# Stainless steel angle



## Richard S (24 Jan 2013)

Boy am I now glad we have a metal working board!!!

I need to build a shower seat to fit betwwen two walls and thought the best option would be a slatted iroko seat supported at each end on some stainless angle, I need 2 pieces of 3mm, 250 x 40 x 40, I have been quoted £50 inc polishing but this seems expensive to me. 

Am I being unrealistic? I'm a bit out of my depth when it comes to metal, can stainless be drilled with normal hss drill bits or will i need something special.

Any tips on a good place to shop for this?

Thanks in advance

Richard


----------



## Spindle (24 Jan 2013)

Hi

Stainless steel is difficult to drill without it work hardening and blunting / breaking your drill - in order to stop it work hardening you will need to drill slowly whilst applying considerable pressure and lubricant to prevent overheating. New good quality HSS drill bits and a drill press are your best bet.

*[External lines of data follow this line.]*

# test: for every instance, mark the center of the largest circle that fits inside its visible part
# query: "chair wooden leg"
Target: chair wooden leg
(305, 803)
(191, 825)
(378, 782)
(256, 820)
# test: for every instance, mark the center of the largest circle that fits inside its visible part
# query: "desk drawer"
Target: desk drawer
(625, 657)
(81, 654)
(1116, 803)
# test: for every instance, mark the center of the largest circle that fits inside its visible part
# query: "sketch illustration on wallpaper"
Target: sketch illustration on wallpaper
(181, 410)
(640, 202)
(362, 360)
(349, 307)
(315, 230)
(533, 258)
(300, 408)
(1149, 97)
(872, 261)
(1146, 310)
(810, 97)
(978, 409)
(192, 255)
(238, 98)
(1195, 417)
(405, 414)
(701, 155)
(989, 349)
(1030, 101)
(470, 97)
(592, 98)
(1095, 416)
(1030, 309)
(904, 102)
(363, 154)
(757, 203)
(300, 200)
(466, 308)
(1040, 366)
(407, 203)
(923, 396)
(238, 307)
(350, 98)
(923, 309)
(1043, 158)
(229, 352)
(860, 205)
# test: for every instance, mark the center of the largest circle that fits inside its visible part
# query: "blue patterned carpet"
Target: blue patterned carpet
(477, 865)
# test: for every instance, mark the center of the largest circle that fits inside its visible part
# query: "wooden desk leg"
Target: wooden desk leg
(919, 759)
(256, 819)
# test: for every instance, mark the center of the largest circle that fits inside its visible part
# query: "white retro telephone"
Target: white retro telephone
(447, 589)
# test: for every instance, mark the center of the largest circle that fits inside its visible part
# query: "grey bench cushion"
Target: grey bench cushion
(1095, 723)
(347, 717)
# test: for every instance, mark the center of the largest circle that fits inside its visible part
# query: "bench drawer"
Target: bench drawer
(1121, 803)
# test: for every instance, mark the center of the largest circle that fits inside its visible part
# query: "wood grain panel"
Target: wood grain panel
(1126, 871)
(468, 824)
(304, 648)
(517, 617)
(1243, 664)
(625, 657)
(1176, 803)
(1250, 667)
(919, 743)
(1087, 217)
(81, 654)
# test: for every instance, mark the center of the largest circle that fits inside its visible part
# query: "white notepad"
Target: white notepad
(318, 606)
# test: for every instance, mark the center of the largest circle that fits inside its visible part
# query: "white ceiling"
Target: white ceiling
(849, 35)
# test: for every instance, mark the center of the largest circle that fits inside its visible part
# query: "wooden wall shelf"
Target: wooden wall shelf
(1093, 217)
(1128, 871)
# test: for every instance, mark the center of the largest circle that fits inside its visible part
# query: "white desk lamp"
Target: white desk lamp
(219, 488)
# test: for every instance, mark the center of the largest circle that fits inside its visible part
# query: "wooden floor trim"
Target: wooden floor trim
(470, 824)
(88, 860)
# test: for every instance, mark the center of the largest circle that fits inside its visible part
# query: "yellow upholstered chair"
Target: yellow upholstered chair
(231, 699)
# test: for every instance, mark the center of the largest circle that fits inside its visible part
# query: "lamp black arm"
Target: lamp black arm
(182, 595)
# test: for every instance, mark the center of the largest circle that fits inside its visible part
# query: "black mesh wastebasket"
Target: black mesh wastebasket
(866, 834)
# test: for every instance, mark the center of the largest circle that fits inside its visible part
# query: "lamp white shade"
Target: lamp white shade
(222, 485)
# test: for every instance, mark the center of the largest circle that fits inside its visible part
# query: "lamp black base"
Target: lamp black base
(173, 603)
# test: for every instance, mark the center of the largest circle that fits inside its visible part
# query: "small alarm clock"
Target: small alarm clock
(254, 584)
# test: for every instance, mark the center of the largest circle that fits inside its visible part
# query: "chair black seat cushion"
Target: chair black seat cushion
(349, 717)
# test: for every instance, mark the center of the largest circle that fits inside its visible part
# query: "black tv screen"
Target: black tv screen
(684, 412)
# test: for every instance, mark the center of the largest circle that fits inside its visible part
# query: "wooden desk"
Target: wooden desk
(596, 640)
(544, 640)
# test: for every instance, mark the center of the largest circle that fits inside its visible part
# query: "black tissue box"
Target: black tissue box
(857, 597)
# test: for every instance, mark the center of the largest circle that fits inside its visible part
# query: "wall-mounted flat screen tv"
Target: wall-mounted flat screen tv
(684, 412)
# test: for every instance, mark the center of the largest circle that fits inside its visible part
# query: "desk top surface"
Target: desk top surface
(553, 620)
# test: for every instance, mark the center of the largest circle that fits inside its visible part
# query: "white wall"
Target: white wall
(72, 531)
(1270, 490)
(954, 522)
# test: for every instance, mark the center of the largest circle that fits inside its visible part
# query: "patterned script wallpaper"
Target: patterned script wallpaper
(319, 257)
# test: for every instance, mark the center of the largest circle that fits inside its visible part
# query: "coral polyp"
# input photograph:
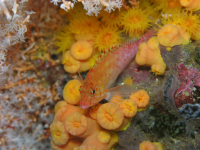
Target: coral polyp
(135, 22)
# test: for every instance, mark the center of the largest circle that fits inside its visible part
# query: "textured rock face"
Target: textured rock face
(189, 79)
(174, 96)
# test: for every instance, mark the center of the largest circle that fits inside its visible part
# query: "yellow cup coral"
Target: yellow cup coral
(58, 133)
(68, 146)
(141, 98)
(93, 111)
(93, 143)
(81, 50)
(110, 116)
(71, 65)
(79, 125)
(149, 54)
(104, 137)
(88, 37)
(65, 111)
(128, 107)
(76, 124)
(192, 5)
(89, 63)
(158, 146)
(116, 99)
(107, 37)
(135, 22)
(71, 93)
(125, 124)
(146, 145)
(169, 35)
(59, 105)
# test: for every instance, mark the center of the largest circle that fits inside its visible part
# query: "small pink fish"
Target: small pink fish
(103, 75)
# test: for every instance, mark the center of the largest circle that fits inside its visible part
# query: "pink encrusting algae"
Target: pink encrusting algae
(103, 75)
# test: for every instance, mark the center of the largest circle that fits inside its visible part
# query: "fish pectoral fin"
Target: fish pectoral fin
(122, 90)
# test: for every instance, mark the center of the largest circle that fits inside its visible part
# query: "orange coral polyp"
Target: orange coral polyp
(103, 137)
(71, 65)
(93, 111)
(58, 133)
(65, 111)
(128, 107)
(116, 99)
(135, 21)
(141, 98)
(146, 145)
(110, 116)
(71, 93)
(192, 5)
(169, 35)
(76, 124)
(59, 105)
(81, 50)
(149, 54)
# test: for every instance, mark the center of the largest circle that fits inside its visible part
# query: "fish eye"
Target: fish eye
(93, 91)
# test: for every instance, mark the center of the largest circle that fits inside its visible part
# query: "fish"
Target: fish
(100, 79)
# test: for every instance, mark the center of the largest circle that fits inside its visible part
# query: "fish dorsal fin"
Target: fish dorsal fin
(122, 90)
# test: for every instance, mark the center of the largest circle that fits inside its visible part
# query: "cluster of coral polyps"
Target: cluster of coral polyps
(77, 128)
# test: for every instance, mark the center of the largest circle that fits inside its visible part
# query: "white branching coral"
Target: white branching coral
(12, 26)
(92, 6)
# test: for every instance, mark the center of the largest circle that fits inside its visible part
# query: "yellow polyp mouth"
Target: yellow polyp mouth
(58, 133)
(135, 19)
(71, 90)
(77, 124)
(109, 117)
(128, 107)
(107, 37)
(68, 63)
(80, 50)
(172, 4)
(166, 33)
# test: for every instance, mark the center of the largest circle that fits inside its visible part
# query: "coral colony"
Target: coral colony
(99, 74)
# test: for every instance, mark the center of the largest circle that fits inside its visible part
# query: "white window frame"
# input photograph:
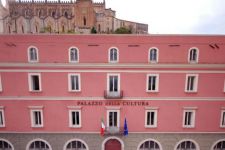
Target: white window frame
(0, 83)
(30, 82)
(69, 82)
(113, 61)
(222, 119)
(108, 79)
(118, 117)
(149, 110)
(195, 83)
(224, 87)
(189, 52)
(28, 54)
(72, 61)
(192, 124)
(3, 117)
(71, 119)
(157, 83)
(157, 55)
(33, 119)
(41, 140)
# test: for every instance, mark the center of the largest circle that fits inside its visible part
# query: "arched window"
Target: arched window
(63, 28)
(99, 28)
(53, 13)
(36, 28)
(153, 55)
(9, 29)
(39, 145)
(219, 145)
(32, 54)
(113, 55)
(85, 21)
(75, 145)
(5, 145)
(186, 145)
(149, 145)
(66, 14)
(22, 29)
(73, 54)
(193, 55)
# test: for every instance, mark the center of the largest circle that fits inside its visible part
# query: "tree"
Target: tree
(122, 30)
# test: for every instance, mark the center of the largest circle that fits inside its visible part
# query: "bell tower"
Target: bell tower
(85, 14)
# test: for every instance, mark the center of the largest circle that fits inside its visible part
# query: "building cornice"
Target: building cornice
(68, 98)
(114, 65)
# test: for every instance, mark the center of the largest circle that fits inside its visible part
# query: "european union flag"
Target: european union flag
(125, 131)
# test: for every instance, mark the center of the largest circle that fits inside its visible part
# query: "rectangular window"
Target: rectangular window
(191, 83)
(113, 118)
(73, 54)
(113, 85)
(189, 119)
(75, 118)
(35, 82)
(224, 87)
(151, 118)
(0, 84)
(222, 124)
(32, 54)
(2, 118)
(74, 82)
(152, 82)
(37, 118)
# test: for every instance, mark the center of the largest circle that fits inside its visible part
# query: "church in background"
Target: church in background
(80, 16)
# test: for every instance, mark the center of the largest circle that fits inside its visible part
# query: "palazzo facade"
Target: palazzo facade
(158, 92)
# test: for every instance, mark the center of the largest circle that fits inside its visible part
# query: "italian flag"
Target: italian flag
(102, 127)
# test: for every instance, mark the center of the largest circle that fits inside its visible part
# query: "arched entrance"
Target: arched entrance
(113, 144)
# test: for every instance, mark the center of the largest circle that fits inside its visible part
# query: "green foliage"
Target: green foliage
(122, 30)
(93, 30)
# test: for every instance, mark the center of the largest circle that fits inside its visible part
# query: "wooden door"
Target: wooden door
(113, 144)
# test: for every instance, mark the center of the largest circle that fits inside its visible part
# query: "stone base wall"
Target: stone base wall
(57, 141)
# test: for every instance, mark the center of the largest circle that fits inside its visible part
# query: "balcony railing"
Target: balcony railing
(113, 94)
(114, 130)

Have you considered using aluminium angles? a lot easier to machine.

http://www.m-machine-metals.co.uk/mm/we ... angle.html

Regards Mick


----------



## AndyT (24 Jan 2013)

Could you not support it on a piece of iroko at each end?


----------



## Hitch (24 Jan 2013)

Its the polishing that will be the expensive bit. The outside of the angle is fairly easy to polish (dull polish/grain) and the inside a bit harder. 

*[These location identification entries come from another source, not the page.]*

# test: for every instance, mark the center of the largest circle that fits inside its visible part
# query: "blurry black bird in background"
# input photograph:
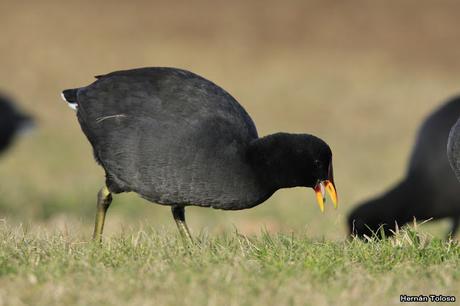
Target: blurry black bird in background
(12, 122)
(177, 139)
(429, 190)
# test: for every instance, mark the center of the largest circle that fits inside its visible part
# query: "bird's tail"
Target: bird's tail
(70, 96)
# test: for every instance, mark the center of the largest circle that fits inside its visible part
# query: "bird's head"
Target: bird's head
(290, 160)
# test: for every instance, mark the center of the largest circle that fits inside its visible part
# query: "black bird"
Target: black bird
(178, 139)
(12, 122)
(429, 189)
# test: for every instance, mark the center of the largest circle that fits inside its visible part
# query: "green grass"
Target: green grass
(146, 267)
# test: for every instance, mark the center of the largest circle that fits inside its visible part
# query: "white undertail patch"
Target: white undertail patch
(72, 105)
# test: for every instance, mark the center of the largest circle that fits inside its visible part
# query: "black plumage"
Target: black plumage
(12, 122)
(453, 148)
(428, 191)
(178, 139)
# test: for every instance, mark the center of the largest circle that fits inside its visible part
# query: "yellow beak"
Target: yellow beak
(320, 191)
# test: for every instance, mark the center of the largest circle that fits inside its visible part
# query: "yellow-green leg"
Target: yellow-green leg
(104, 198)
(179, 217)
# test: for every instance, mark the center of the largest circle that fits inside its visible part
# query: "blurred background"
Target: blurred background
(361, 75)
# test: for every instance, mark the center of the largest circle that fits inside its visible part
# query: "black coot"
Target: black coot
(177, 139)
(453, 148)
(12, 122)
(429, 189)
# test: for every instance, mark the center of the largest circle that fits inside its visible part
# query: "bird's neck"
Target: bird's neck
(269, 165)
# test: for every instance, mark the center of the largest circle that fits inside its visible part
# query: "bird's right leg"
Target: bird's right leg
(104, 199)
(179, 217)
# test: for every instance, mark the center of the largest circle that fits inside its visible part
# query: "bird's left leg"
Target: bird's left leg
(454, 228)
(179, 217)
(104, 199)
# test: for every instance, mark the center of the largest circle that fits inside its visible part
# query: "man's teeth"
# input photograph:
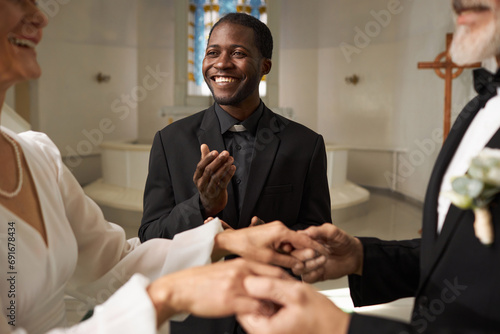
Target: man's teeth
(224, 79)
(22, 42)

Drilling it shouldn't be problem as long as you have some good quality drill bits...

PM heading your way....


----------



## CHJ (24 Jan 2013)

If you are set on SS try *Metals4U*, like all mail order postage might be a killer, have used them in the past to good effect but that was for big enough order to be free delivery.


----------



## marcros (24 Jan 2013)

and for polishing, have a look at my favourite polishing bits supplier www.thepolishingshop.co.uk 

once you start drilling the stuff, dont stop!


----------



## Graham Orm (24 Jan 2013)

CHJ":2ouhpl1m said:


> If you are set on SS try *Metals4U*, like all mail order postage might be a killer, have used them in the past to good effect but that was for big enough order to be free delivery.

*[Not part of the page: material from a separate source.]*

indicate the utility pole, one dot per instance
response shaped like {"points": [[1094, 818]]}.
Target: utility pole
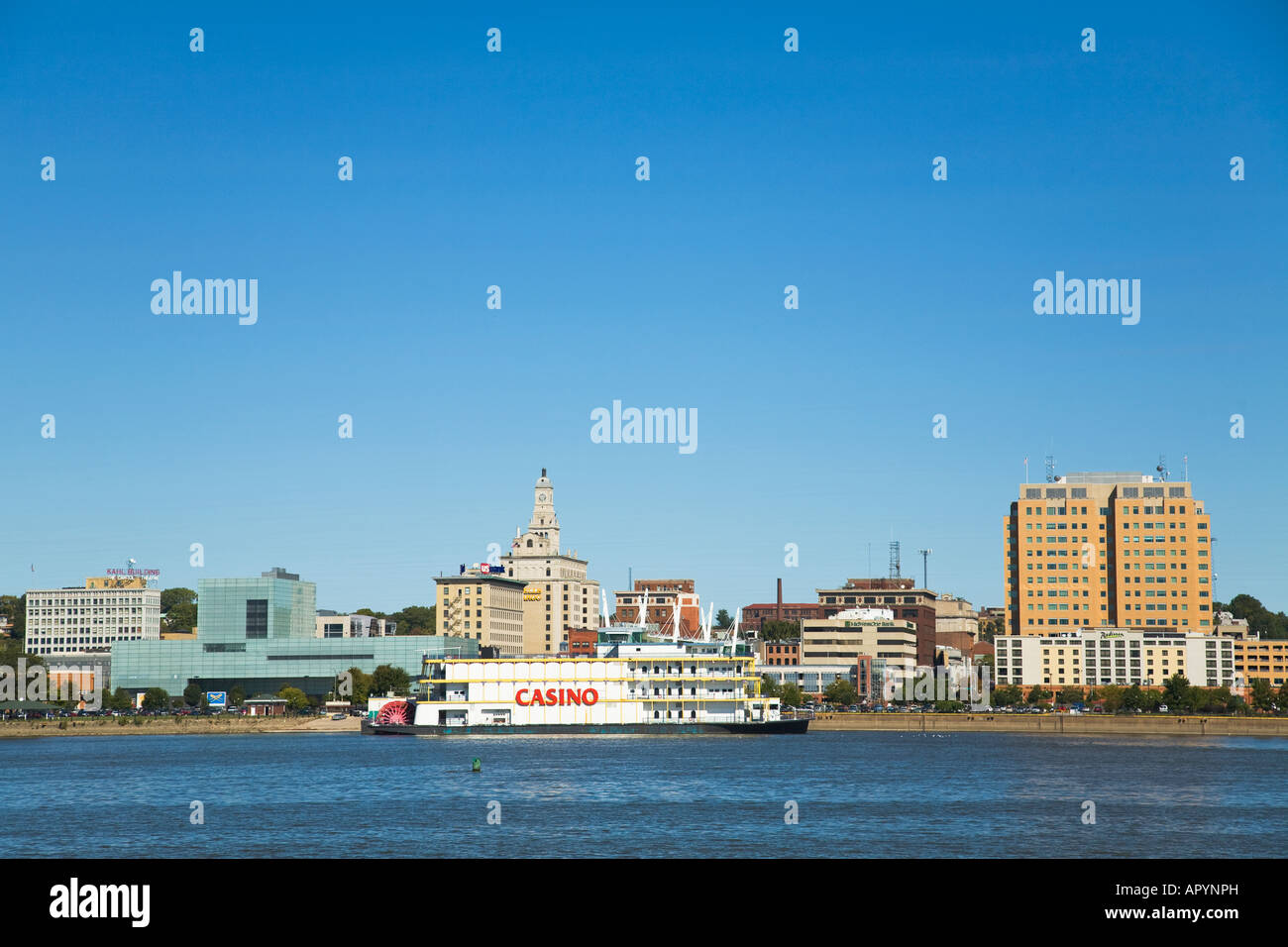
{"points": [[925, 556]]}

That's a great site thanks for the link. :wink:


----------



## Richard S (24 Jan 2013)

Thank you for all the replies, there's a bit to get my teeth into here, I'll let you know how it works out
Cheers
Richard


----------



## Oryxdesign (24 Jan 2013)

Use a cobalt drill on SS


----------



## Lons (25 Jan 2013)

Take note of Marcus advice and don't stop drilling!

I fitted some s/h 3mm plate to the top of my metalwork bench and stopped halfway through a hole. Result instant snapped drill bit on start up  Can be drilled but be prepared to blunt a few bits.

Great polishing site btw Marcus, thanks for posting that.

Bob


----------



## Eric The Viking (5 Feb 2013)

Am I right in thinking Trefolex (otherwise my universal drilling 'solution') stains 'stainless' steel? I've a vague memory that it stains something, but can't remember what.

E.


----------